4.3. Initialisation of eurephia

You must have started executing the command line suggested for your database in Section 4.1, “Preparing the database”. The eurephia_init will now guide you through several steps. This section will lead you through these questions and explain them a little bit further.

4.3.1. Password parameters

------------------------------------------------------------------------------
eurephia :: PASSWORD PARAMETERS
------------------------------------------------------------------------------

Salt length for password hashes [32]

Salt length defines an important parameter in password hashing algorithms. It defines how many bytes of random data which will be used as a salt to a given password to make sure the resulting hash is as unique as possible, even if more users use the same password. It does not make sense to make it too long, as the salt will be readable in clear-text. The salt does not need to be too long. The default value in newer glibc versions is 16 bytes, while eurephia uses 32 bytes as default.

** Preparing for SHA512 performance benchmark.
Aiming for minimum hashing calculation time: 95ms
Aiming for maximum hashing calculation time: 200ms
Benchmarking .................................................................... Done
Suggested minimum rounds: 33000 (takes 95ms)
Suggested maximum rounds: 63000 (takes 196ms)

Minimum hashing rounds: [33000]
Maximum hashing rounds: [63000]

==============================================================================

After the salt length has been defined, eurephia will try to benchmark how efficiently your server computes SHA512 hashes. For a password hash to be secure and to make it difficult to crack, it is important that the CPU spend some time calculating a hash. On the other hand, a password hash should not take too long to calculate as that will take resources from other processes on your server and it will slow down establishing the OpenVPN connection. By default, this benchmark should take minimum 95ms to calculate a hash, and not longer than 200ms. These thresholds can be tuned by yourself with the --hash-threshold-min and --hash-threshold-max options to eurephia_init. On the test machine as shown above, it was able to calculate 33.000 hashes within 95ms and 63.000 hashes within 196ms.

Warning

Beware that CPU scaling utilities like cpuspeed and cpufreq will have a noticeable effect on this benchmark. It is recommended that you try to have the CPU frequency as close to the normal situation as possible, to get numbers which will be more relevant. If you are upgrading the system with a new CPU, a new benchmark is recommended.

Important

It might be tempting to set high hashing round numbers. But beware that if the CPU will spend too much time calculating password hashes when clients connect, they might experience timeouts. This is especially important if you have many simultaneous users.

While having a reasonable amount of hashing rounds is important, having a good distance between the minimum hashing rounds and maximum hashing rounds is just as important in order to increase the difficulty brute-forcing the password hash.

If your hardware is able to handle minimum 5.000 rounds within a reasonable time, that is the absolutely recommended minimum value. The hard minimum limit in eurephia is 1.000 rounds. The hard maximum limit is 999.999.999.

4.3.1.1. Why these minimum/maximum values?

The password hashing algorithm in eurephia is trying to be a little bit unpredictable to brute-force attack situations on the password hashes. When a new password is set, eurephia will pick a random number between the minimum and maximum hashing rounds values. This value is encoded into the password hash and scrambled based on the password itself.

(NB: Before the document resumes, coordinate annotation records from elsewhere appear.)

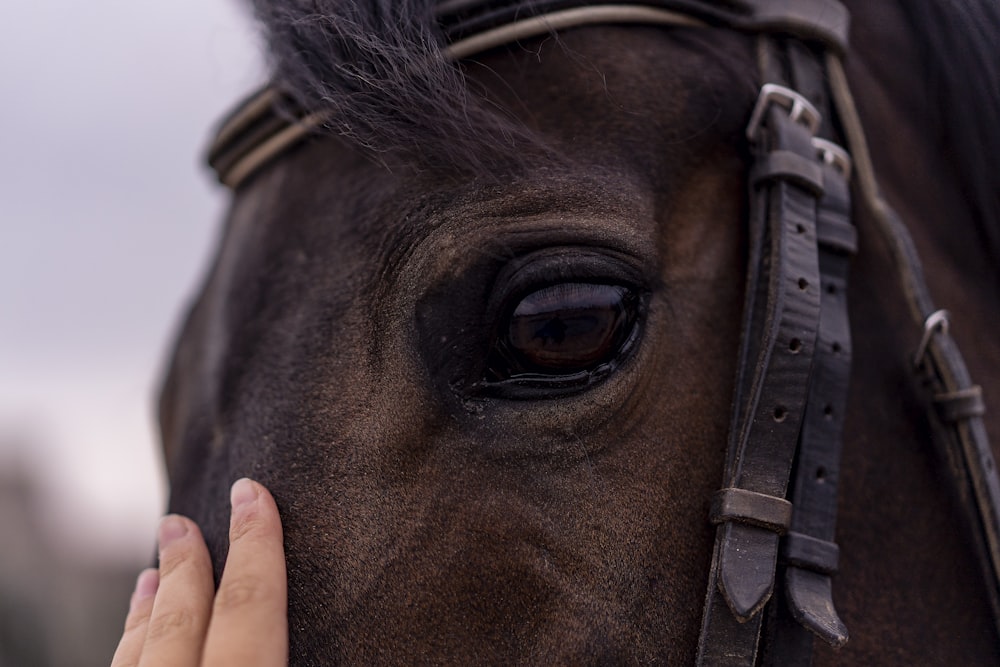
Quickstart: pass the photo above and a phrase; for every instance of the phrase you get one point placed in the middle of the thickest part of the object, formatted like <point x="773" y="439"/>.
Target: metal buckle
<point x="835" y="155"/>
<point x="935" y="322"/>
<point x="800" y="110"/>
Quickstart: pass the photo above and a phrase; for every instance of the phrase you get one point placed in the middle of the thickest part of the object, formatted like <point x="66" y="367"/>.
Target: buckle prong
<point x="936" y="322"/>
<point x="800" y="110"/>
<point x="834" y="155"/>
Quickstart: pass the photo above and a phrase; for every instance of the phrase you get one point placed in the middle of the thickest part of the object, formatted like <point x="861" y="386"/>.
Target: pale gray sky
<point x="107" y="220"/>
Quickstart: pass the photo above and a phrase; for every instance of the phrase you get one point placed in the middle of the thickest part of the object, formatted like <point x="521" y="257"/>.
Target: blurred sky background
<point x="107" y="222"/>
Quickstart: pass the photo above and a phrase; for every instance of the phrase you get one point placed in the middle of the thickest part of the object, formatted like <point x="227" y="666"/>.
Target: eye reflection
<point x="565" y="329"/>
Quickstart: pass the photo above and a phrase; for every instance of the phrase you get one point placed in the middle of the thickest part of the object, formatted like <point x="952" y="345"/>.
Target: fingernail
<point x="243" y="493"/>
<point x="172" y="528"/>
<point x="146" y="585"/>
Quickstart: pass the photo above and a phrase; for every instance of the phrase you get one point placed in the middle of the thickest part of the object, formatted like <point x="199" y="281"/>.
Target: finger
<point x="130" y="647"/>
<point x="183" y="603"/>
<point x="249" y="621"/>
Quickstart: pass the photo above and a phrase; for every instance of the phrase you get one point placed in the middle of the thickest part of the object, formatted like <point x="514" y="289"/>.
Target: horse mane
<point x="963" y="82"/>
<point x="376" y="68"/>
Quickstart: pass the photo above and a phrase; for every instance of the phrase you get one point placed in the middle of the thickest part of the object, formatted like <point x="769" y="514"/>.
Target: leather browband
<point x="270" y="122"/>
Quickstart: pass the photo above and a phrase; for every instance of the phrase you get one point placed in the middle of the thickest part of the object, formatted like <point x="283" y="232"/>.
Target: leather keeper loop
<point x="809" y="553"/>
<point x="789" y="166"/>
<point x="959" y="405"/>
<point x="837" y="236"/>
<point x="754" y="509"/>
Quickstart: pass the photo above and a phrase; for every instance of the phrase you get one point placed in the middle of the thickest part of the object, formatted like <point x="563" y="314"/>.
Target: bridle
<point x="775" y="516"/>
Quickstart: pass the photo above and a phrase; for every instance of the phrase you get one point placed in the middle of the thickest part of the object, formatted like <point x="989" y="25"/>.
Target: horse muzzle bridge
<point x="776" y="511"/>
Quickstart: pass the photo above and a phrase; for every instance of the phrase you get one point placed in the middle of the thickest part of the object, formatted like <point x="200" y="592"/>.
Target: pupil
<point x="569" y="327"/>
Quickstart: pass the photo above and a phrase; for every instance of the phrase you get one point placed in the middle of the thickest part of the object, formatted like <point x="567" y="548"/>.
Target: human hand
<point x="177" y="618"/>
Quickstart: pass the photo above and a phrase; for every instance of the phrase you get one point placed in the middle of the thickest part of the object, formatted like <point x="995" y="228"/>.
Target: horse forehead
<point x="640" y="79"/>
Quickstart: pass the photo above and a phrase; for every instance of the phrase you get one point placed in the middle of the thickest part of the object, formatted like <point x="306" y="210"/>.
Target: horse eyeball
<point x="565" y="329"/>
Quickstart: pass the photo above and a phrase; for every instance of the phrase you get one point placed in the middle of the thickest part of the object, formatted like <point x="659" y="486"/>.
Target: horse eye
<point x="564" y="330"/>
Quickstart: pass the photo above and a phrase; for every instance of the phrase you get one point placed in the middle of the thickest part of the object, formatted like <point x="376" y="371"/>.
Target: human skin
<point x="176" y="616"/>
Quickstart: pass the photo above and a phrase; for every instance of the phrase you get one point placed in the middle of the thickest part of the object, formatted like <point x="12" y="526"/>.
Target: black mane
<point x="377" y="65"/>
<point x="963" y="68"/>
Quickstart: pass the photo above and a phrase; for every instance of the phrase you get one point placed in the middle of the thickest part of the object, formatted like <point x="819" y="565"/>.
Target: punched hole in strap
<point x="958" y="405"/>
<point x="810" y="553"/>
<point x="749" y="507"/>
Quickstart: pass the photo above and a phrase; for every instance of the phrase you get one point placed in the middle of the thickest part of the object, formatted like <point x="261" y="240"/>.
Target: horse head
<point x="480" y="340"/>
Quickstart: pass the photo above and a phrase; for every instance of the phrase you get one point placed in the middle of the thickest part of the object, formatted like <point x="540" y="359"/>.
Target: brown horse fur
<point x="334" y="351"/>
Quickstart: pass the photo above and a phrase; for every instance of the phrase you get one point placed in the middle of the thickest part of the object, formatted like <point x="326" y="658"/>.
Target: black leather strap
<point x="809" y="553"/>
<point x="781" y="314"/>
<point x="823" y="21"/>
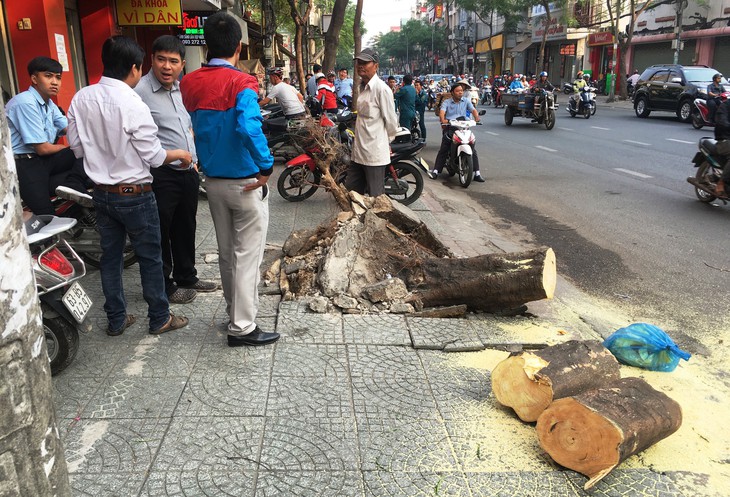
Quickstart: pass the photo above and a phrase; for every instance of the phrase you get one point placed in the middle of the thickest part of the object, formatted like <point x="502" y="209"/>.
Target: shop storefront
<point x="73" y="32"/>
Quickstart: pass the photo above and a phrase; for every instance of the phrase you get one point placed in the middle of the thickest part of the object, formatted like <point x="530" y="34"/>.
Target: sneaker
<point x="174" y="323"/>
<point x="203" y="286"/>
<point x="81" y="198"/>
<point x="182" y="296"/>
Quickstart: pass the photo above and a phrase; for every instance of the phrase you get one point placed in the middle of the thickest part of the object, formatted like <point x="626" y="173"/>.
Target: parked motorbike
<point x="710" y="164"/>
<point x="57" y="269"/>
<point x="84" y="236"/>
<point x="459" y="160"/>
<point x="403" y="176"/>
<point x="701" y="112"/>
<point x="586" y="103"/>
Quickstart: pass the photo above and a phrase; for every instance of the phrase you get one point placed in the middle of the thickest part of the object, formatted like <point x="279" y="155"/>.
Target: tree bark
<point x="593" y="432"/>
<point x="529" y="381"/>
<point x="492" y="282"/>
<point x="332" y="37"/>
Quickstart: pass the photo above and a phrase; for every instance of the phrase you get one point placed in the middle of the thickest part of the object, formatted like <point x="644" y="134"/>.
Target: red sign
<point x="602" y="38"/>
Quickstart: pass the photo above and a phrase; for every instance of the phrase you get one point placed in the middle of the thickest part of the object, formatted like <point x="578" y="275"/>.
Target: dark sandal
<point x="174" y="323"/>
<point x="129" y="320"/>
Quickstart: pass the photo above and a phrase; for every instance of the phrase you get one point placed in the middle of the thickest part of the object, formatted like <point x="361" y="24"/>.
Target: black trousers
<point x="444" y="153"/>
<point x="177" y="203"/>
<point x="40" y="176"/>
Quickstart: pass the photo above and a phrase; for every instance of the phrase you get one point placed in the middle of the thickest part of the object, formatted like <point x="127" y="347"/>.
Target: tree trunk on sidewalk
<point x="31" y="455"/>
<point x="594" y="431"/>
<point x="491" y="282"/>
<point x="530" y="380"/>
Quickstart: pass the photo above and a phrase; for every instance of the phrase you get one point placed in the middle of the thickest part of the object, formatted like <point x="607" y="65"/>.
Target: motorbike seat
<point x="407" y="148"/>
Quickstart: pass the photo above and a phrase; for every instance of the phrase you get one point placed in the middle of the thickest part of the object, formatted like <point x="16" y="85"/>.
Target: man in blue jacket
<point x="235" y="157"/>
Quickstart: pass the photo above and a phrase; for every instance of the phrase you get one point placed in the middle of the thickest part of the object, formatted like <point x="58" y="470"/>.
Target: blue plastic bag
<point x="645" y="346"/>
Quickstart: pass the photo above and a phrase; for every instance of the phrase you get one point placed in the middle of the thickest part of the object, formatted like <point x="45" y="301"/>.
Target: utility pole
<point x="678" y="30"/>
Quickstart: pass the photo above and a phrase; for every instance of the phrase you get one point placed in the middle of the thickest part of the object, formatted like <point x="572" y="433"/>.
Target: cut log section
<point x="529" y="381"/>
<point x="490" y="283"/>
<point x="594" y="431"/>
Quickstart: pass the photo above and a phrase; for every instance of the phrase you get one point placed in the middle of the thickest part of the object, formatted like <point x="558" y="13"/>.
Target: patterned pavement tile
<point x="309" y="484"/>
<point x="200" y="483"/>
<point x="521" y="484"/>
<point x="310" y="444"/>
<point x="135" y="397"/>
<point x="106" y="484"/>
<point x="72" y="394"/>
<point x="298" y="397"/>
<point x="490" y="444"/>
<point x="384" y="362"/>
<point x="629" y="482"/>
<point x="96" y="446"/>
<point x="155" y="357"/>
<point x="395" y="397"/>
<point x="455" y="335"/>
<point x="224" y="392"/>
<point x="416" y="484"/>
<point x="376" y="329"/>
<point x="308" y="360"/>
<point x="310" y="328"/>
<point x="405" y="445"/>
<point x="208" y="445"/>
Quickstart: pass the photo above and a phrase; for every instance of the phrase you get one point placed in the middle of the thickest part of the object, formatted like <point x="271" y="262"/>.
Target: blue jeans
<point x="136" y="216"/>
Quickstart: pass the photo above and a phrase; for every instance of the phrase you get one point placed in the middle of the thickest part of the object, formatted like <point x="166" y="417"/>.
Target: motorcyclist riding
<point x="578" y="84"/>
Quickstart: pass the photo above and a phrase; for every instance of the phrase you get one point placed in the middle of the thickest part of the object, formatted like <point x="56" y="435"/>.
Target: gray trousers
<point x="361" y="178"/>
<point x="241" y="220"/>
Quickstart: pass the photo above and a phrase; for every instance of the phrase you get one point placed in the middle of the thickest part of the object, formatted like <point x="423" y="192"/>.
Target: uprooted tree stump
<point x="529" y="381"/>
<point x="378" y="239"/>
<point x="594" y="431"/>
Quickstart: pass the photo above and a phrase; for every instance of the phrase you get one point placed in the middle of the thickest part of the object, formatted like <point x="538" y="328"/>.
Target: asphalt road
<point x="609" y="194"/>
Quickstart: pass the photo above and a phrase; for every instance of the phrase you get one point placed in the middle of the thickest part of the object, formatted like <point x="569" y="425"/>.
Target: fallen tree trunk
<point x="594" y="431"/>
<point x="491" y="282"/>
<point x="529" y="381"/>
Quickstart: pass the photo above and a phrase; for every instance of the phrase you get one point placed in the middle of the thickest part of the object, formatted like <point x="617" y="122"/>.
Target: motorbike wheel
<point x="703" y="176"/>
<point x="697" y="120"/>
<point x="508" y="116"/>
<point x="466" y="169"/>
<point x="62" y="342"/>
<point x="550" y="119"/>
<point x="298" y="183"/>
<point x="406" y="174"/>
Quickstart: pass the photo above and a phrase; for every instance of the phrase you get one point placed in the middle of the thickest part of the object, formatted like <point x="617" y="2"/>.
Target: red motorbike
<point x="701" y="113"/>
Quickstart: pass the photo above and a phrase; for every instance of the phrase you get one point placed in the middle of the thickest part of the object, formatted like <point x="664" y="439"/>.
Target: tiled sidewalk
<point x="355" y="405"/>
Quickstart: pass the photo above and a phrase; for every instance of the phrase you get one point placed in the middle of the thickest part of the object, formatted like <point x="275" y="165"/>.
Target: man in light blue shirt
<point x="343" y="87"/>
<point x="454" y="108"/>
<point x="35" y="123"/>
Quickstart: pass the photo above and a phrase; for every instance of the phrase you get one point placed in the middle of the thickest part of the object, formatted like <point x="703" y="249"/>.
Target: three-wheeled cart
<point x="538" y="105"/>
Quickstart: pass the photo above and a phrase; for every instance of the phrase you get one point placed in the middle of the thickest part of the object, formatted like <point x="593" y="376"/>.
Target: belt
<point x="25" y="156"/>
<point x="125" y="189"/>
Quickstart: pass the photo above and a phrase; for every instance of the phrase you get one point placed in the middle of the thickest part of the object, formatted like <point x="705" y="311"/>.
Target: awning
<point x="521" y="46"/>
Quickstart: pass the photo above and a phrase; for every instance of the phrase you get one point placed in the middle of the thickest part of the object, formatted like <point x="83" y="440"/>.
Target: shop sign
<point x="555" y="31"/>
<point x="191" y="30"/>
<point x="602" y="38"/>
<point x="149" y="12"/>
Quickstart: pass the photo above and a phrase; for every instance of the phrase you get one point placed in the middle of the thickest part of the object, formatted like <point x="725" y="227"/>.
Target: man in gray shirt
<point x="175" y="185"/>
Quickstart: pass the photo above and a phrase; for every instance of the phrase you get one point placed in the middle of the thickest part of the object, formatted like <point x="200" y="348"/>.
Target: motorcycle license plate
<point x="77" y="302"/>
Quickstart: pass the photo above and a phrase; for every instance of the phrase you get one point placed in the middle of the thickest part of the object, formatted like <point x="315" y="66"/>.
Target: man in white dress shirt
<point x="112" y="129"/>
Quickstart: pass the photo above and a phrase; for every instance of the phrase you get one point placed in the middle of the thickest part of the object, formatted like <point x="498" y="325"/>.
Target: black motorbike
<point x="710" y="163"/>
<point x="57" y="269"/>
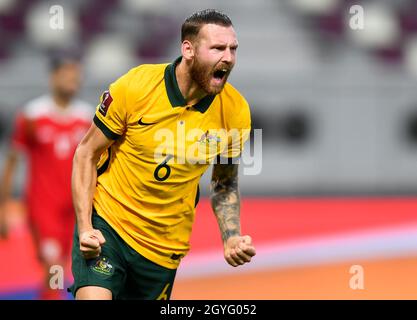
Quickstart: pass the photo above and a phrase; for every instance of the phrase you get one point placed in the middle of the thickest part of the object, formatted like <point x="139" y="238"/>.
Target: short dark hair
<point x="192" y="25"/>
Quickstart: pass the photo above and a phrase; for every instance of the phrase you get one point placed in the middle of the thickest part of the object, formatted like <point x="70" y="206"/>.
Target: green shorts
<point x="119" y="268"/>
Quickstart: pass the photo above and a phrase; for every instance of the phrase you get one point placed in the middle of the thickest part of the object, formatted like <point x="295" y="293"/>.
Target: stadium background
<point x="338" y="110"/>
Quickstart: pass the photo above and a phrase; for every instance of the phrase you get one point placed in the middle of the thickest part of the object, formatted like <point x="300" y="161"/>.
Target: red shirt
<point x="49" y="136"/>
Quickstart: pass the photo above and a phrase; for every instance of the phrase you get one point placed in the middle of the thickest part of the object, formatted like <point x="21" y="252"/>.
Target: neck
<point x="190" y="90"/>
<point x="61" y="101"/>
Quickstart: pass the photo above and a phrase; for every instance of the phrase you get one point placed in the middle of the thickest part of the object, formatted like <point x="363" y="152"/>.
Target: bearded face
<point x="214" y="57"/>
<point x="211" y="78"/>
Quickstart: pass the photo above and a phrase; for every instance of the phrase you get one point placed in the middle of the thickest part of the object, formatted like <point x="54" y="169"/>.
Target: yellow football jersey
<point x="147" y="185"/>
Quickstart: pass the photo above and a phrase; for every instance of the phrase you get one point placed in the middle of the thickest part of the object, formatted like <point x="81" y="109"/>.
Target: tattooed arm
<point x="225" y="202"/>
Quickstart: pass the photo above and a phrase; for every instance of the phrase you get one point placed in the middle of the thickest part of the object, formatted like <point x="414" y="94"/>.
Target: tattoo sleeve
<point x="225" y="199"/>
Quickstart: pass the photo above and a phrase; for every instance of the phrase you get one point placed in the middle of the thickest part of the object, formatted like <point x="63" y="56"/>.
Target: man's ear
<point x="187" y="50"/>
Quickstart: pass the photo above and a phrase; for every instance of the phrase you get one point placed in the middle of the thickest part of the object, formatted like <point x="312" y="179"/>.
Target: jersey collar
<point x="174" y="93"/>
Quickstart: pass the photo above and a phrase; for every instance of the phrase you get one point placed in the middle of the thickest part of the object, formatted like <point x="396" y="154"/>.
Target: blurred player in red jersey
<point x="47" y="131"/>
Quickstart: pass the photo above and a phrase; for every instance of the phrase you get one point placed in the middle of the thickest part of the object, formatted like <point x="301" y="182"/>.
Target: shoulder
<point x="140" y="78"/>
<point x="235" y="106"/>
<point x="145" y="73"/>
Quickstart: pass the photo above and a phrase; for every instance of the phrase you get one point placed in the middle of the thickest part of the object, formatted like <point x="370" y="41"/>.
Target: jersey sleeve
<point x="19" y="137"/>
<point x="111" y="113"/>
<point x="238" y="130"/>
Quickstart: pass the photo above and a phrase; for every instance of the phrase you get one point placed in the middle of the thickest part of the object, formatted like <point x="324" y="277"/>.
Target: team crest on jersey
<point x="103" y="266"/>
<point x="106" y="100"/>
<point x="209" y="138"/>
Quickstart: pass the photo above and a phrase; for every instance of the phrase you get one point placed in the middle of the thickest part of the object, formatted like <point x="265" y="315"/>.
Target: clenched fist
<point x="239" y="250"/>
<point x="90" y="243"/>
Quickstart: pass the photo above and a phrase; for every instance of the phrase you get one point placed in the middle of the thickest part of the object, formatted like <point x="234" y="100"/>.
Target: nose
<point x="228" y="56"/>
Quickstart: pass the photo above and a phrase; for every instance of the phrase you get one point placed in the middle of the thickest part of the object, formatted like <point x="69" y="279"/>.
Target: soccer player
<point x="134" y="190"/>
<point x="47" y="132"/>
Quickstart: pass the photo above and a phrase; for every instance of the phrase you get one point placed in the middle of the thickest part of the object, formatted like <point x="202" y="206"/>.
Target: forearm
<point x="84" y="177"/>
<point x="225" y="201"/>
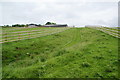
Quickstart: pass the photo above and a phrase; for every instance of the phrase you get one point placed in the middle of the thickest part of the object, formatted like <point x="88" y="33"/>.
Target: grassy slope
<point x="77" y="52"/>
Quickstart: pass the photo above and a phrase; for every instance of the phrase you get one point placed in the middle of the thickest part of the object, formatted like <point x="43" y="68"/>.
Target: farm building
<point x="57" y="25"/>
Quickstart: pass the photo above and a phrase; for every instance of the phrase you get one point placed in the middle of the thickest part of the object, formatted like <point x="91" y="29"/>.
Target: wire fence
<point x="110" y="31"/>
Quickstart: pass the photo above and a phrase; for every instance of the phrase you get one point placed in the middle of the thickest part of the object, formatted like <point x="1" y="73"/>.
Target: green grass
<point x="74" y="53"/>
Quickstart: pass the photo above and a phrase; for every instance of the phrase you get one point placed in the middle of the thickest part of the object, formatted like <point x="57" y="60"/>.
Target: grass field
<point x="73" y="53"/>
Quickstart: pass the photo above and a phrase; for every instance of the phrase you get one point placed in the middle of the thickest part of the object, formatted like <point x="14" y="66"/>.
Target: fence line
<point x="110" y="32"/>
<point x="28" y="35"/>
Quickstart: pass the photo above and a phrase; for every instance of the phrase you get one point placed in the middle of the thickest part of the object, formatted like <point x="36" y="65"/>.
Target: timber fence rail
<point x="22" y="35"/>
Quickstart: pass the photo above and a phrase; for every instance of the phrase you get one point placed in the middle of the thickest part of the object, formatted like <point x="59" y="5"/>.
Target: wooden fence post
<point x="6" y="37"/>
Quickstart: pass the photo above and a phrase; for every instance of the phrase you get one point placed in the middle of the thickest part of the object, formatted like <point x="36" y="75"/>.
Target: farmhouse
<point x="56" y="25"/>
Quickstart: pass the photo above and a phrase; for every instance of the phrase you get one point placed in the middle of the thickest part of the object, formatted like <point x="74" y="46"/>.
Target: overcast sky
<point x="71" y="12"/>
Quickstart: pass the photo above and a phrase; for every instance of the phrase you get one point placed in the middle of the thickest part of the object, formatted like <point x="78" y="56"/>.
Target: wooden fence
<point x="21" y="35"/>
<point x="115" y="33"/>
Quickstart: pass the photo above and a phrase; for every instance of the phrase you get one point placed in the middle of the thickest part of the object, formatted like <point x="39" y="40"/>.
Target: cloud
<point x="77" y="12"/>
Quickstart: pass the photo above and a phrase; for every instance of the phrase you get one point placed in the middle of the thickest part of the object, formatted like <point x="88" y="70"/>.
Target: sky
<point x="72" y="12"/>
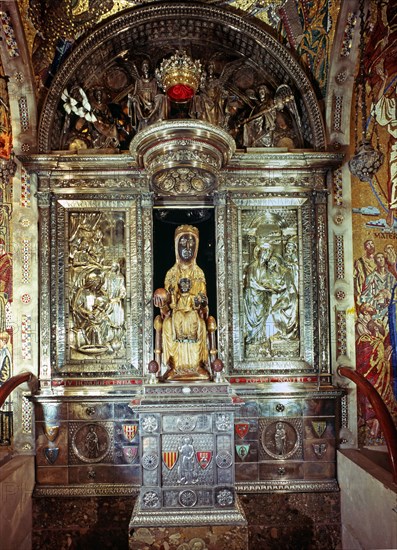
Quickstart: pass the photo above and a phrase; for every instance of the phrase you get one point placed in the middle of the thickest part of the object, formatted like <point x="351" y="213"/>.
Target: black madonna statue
<point x="185" y="339"/>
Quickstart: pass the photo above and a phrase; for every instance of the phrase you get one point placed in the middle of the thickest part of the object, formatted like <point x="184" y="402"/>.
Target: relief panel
<point x="94" y="283"/>
<point x="273" y="291"/>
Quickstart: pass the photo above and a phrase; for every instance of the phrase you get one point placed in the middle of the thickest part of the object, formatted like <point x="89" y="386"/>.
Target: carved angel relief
<point x="96" y="284"/>
<point x="130" y="95"/>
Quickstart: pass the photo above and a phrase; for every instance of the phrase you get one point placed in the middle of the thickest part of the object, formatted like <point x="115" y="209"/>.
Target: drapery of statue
<point x="185" y="333"/>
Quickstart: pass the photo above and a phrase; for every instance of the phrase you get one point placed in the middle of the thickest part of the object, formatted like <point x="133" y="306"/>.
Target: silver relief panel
<point x="92" y="286"/>
<point x="273" y="289"/>
<point x="187" y="459"/>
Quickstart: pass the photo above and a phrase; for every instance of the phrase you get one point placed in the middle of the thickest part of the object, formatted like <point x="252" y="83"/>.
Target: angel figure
<point x="146" y="103"/>
<point x="211" y="101"/>
<point x="274" y="121"/>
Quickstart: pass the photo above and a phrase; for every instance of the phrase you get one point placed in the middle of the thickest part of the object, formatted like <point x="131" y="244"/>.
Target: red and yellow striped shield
<point x="170" y="458"/>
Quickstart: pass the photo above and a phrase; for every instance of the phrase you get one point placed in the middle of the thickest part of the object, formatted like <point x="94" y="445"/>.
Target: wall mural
<point x="375" y="226"/>
<point x="5" y="237"/>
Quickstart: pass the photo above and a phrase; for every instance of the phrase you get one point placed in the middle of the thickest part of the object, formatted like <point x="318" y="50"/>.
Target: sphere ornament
<point x="179" y="76"/>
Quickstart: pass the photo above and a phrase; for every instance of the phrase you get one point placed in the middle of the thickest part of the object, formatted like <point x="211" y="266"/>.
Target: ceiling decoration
<point x="92" y="102"/>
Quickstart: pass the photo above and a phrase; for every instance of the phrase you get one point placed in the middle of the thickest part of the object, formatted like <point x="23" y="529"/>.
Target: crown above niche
<point x="179" y="76"/>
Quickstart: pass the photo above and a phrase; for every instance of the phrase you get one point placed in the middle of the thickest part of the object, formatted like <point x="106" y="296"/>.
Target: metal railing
<point x="15" y="381"/>
<point x="381" y="411"/>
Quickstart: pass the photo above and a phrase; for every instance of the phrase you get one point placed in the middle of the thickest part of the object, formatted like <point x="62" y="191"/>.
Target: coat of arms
<point x="319" y="427"/>
<point x="51" y="432"/>
<point x="241" y="429"/>
<point x="51" y="454"/>
<point x="130" y="454"/>
<point x="130" y="431"/>
<point x="170" y="458"/>
<point x="204" y="458"/>
<point x="242" y="451"/>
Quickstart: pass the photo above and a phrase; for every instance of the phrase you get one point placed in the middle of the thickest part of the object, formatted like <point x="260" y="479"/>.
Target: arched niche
<point x="104" y="59"/>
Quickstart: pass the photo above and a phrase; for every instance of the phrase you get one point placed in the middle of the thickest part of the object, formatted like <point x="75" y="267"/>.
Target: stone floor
<point x="291" y="521"/>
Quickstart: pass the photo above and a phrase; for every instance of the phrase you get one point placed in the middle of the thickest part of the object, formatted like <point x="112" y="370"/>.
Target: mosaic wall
<point x="6" y="173"/>
<point x="375" y="224"/>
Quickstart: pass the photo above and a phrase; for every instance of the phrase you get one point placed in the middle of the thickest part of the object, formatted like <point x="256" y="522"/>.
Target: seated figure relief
<point x="97" y="290"/>
<point x="270" y="293"/>
<point x="184" y="323"/>
<point x="245" y="106"/>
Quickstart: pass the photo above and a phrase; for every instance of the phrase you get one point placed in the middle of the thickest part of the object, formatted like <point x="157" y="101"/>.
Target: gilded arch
<point x="155" y="31"/>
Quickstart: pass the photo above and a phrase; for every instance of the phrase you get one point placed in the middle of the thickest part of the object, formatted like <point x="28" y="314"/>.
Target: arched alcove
<point x="244" y="53"/>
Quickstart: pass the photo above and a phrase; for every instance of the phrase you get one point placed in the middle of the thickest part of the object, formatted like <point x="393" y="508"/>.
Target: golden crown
<point x="186" y="229"/>
<point x="179" y="69"/>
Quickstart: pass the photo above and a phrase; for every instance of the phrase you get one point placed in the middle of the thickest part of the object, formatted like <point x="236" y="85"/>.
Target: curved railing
<point x="15" y="381"/>
<point x="381" y="411"/>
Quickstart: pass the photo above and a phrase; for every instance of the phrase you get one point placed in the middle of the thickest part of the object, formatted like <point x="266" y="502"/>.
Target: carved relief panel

If an attacker get access to the password table and starts a brute-force attack on the hashes, the password hashing rounds number in the hash will also be deciphered wrong and the computed password hash will be wrong as well. The hashing round number is scrambled with a four byte value, so for each password there will be up to 2³² possible hashing round values to try on each password.

An attacker who gained access to your password hashes will most probably also have access to the minimum and maximum values used for the hashing. This means that several of the 2³² possible hashing round values might be outside the minimum and maximum scope. So having a wider spread between minimum and maximum will be an advantage, as that will give more hashing rounds which needs to be tested.